#SCGS Lamb Riblets with Sundried Tomatoes
#SCGS Lamb Riblets with Sundried Tomatoes

Ingredients
1 kg Lamb riblets
4 tsp (20 ml) Seven Colours Grill Seasoning™
1 Tbsp (15 ml) Coconut oil
1 Medium onion, chopped
1 tsp (5 ml) Minced garlic
1 Tbsp (15 ml) Worcestershire sauce
2 Tomatoes, grated
½ tsp (2,5 ml) Sugar
1 cube Beef stock
1 cup (250 ml) boiling Water
6 Sundried tomatoes, chopped
Method
Season the lamb riblets with 1 Tbsp (15 ml) Seven Colours Grill Seasoning™.
Heat the coconut oil in a large saucepan over medium-high heat.
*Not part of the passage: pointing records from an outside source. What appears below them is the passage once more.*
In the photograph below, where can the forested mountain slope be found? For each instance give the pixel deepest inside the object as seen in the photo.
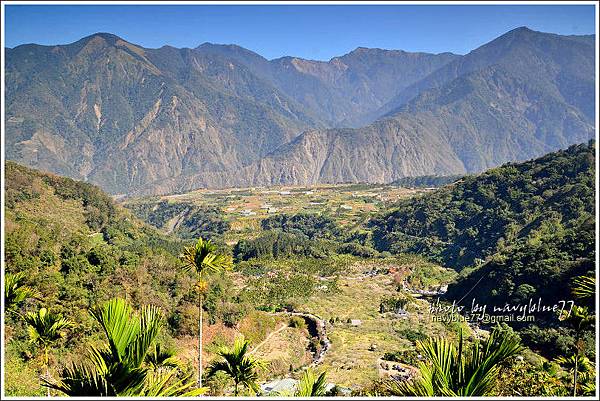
(524, 230)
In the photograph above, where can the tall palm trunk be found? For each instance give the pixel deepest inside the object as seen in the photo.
(47, 363)
(575, 375)
(200, 311)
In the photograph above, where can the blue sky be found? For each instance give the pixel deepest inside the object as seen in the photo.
(314, 32)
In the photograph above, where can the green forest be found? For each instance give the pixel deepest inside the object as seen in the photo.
(151, 300)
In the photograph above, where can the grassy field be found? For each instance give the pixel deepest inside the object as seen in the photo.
(349, 204)
(352, 360)
(360, 334)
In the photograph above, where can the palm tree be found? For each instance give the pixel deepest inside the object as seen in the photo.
(162, 359)
(202, 259)
(118, 367)
(236, 363)
(584, 287)
(311, 385)
(466, 371)
(580, 367)
(15, 291)
(46, 329)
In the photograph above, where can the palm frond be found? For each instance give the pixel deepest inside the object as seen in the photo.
(15, 291)
(202, 258)
(45, 327)
(116, 319)
(311, 385)
(169, 385)
(236, 363)
(584, 287)
(463, 371)
(80, 381)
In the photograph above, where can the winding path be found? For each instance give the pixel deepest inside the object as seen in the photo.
(320, 329)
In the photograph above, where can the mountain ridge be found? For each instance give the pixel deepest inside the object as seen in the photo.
(139, 120)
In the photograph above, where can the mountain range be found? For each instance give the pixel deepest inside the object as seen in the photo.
(148, 121)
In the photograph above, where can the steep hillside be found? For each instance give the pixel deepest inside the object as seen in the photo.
(563, 64)
(120, 116)
(344, 90)
(497, 111)
(154, 121)
(472, 219)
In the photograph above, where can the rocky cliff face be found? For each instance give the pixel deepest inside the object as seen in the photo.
(137, 120)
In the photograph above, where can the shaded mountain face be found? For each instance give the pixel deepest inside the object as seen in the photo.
(346, 90)
(563, 64)
(139, 121)
(118, 115)
(521, 96)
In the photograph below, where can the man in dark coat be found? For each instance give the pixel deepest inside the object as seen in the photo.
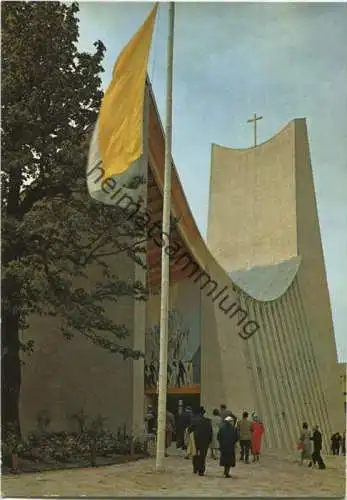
(317, 447)
(202, 430)
(227, 437)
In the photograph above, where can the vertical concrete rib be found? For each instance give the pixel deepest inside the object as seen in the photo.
(297, 401)
(315, 371)
(283, 379)
(277, 371)
(301, 369)
(261, 392)
(268, 356)
(308, 356)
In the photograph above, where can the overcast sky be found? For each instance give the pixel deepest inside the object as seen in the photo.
(282, 61)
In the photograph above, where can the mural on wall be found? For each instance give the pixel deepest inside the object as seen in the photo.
(183, 348)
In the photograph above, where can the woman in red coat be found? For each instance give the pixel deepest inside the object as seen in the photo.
(257, 434)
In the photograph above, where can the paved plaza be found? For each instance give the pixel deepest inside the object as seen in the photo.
(271, 477)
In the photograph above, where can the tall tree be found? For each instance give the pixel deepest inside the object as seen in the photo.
(52, 232)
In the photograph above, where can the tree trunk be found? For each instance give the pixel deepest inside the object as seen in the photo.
(10, 373)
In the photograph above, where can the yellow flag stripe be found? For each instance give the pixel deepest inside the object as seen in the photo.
(121, 112)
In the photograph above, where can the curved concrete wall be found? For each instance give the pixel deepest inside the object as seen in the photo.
(252, 215)
(263, 213)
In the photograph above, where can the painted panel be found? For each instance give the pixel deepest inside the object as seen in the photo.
(184, 338)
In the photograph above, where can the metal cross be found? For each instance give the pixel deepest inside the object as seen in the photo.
(254, 120)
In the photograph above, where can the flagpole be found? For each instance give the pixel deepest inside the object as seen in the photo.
(165, 263)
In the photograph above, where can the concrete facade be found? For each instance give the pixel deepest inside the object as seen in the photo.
(263, 216)
(264, 262)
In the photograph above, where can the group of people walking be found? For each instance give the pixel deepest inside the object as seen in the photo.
(197, 434)
(220, 433)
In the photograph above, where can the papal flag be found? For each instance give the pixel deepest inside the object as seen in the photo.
(116, 150)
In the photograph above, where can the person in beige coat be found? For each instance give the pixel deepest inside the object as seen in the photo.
(170, 429)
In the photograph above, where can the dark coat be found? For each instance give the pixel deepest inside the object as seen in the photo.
(202, 428)
(317, 440)
(227, 437)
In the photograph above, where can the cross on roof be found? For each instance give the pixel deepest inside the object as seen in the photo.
(254, 120)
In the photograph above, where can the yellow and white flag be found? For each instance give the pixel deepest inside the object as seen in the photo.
(116, 148)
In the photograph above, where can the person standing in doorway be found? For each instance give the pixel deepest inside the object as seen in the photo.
(201, 428)
(245, 433)
(257, 434)
(317, 447)
(227, 437)
(215, 421)
(170, 429)
(305, 444)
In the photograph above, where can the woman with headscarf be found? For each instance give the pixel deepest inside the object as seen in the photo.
(305, 444)
(257, 434)
(227, 437)
(215, 421)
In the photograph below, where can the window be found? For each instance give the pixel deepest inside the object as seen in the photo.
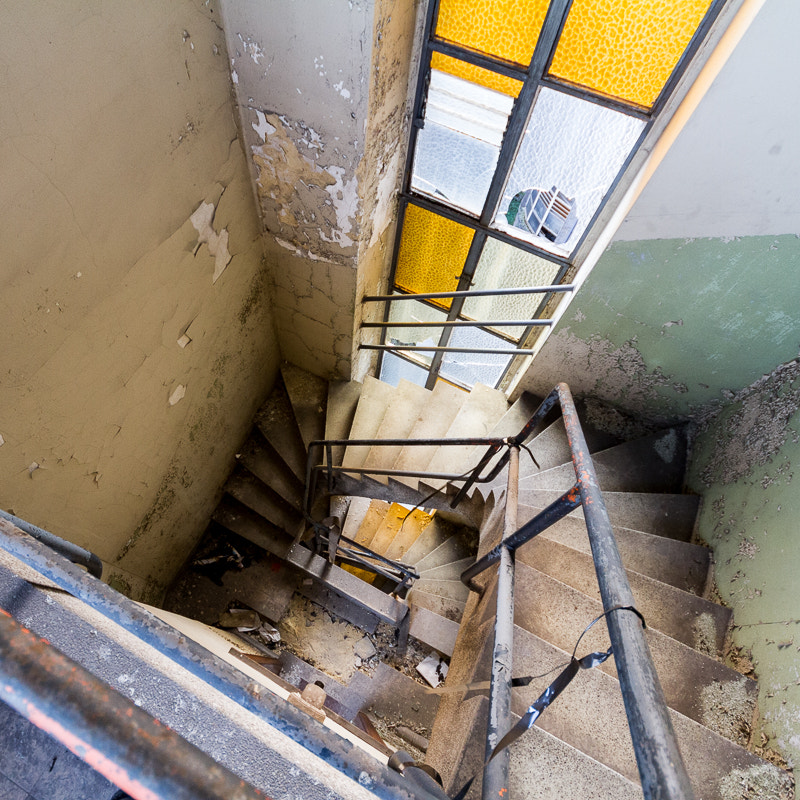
(526, 117)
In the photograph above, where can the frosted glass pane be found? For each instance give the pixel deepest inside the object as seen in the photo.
(472, 368)
(414, 311)
(432, 253)
(394, 369)
(626, 50)
(504, 266)
(504, 28)
(457, 150)
(575, 146)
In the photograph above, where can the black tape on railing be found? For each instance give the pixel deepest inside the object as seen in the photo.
(563, 680)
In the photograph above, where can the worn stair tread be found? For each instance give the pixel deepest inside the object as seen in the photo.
(371, 521)
(680, 564)
(709, 754)
(411, 528)
(542, 767)
(670, 515)
(455, 590)
(434, 535)
(255, 494)
(666, 608)
(276, 420)
(432, 422)
(308, 394)
(656, 463)
(443, 606)
(452, 549)
(260, 458)
(451, 571)
(375, 397)
(558, 614)
(407, 403)
(476, 418)
(342, 401)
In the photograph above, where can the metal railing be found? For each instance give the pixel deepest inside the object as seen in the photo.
(661, 768)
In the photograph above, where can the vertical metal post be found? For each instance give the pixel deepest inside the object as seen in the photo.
(495, 776)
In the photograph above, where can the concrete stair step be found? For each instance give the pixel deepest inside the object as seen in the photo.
(667, 609)
(375, 397)
(262, 460)
(558, 614)
(452, 589)
(342, 401)
(542, 767)
(443, 606)
(407, 403)
(449, 572)
(670, 515)
(433, 422)
(394, 519)
(455, 548)
(593, 695)
(309, 397)
(410, 530)
(481, 411)
(276, 420)
(656, 463)
(255, 494)
(434, 535)
(370, 522)
(680, 564)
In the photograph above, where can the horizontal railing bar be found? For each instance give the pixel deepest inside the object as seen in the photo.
(505, 351)
(460, 323)
(559, 287)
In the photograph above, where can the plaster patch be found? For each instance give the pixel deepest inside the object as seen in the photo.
(217, 242)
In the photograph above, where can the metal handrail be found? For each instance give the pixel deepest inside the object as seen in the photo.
(661, 768)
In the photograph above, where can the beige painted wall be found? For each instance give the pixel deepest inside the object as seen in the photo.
(117, 125)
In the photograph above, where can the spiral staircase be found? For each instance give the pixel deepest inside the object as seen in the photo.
(581, 746)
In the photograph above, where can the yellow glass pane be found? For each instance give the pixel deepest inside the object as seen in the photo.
(626, 49)
(469, 72)
(432, 253)
(506, 29)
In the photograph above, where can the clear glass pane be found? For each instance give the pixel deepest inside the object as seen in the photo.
(571, 152)
(626, 50)
(507, 29)
(483, 77)
(432, 253)
(457, 150)
(472, 368)
(507, 267)
(414, 311)
(394, 369)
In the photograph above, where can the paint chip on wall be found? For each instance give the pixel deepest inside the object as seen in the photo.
(217, 242)
(177, 395)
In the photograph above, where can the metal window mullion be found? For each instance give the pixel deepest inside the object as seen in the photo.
(464, 283)
(518, 121)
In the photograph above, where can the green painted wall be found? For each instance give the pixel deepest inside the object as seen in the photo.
(744, 464)
(665, 326)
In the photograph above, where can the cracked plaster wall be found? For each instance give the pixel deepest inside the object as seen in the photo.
(668, 327)
(322, 92)
(132, 332)
(744, 462)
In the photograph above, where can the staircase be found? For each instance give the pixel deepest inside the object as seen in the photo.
(580, 746)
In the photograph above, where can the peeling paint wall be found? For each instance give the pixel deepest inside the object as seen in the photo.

Sear the riblets until golden brown, then remove and set aside.
To the same pan, add the onion, garlic, 1 tsp (5 ml) Seven Colours Grill Seasoning™, Worcestershire sauce, grated tomatoes and sugar. Cook for about 3 minutes.
Return the riblets to the pan, crumble in the beef stock cube, then pour in the boiling water. Cover and cook for 30-35 minutes, or until the lamb is cooked through and tender.
Stir in the sundried tomatoes and simmer for a further 2 minutes before serving.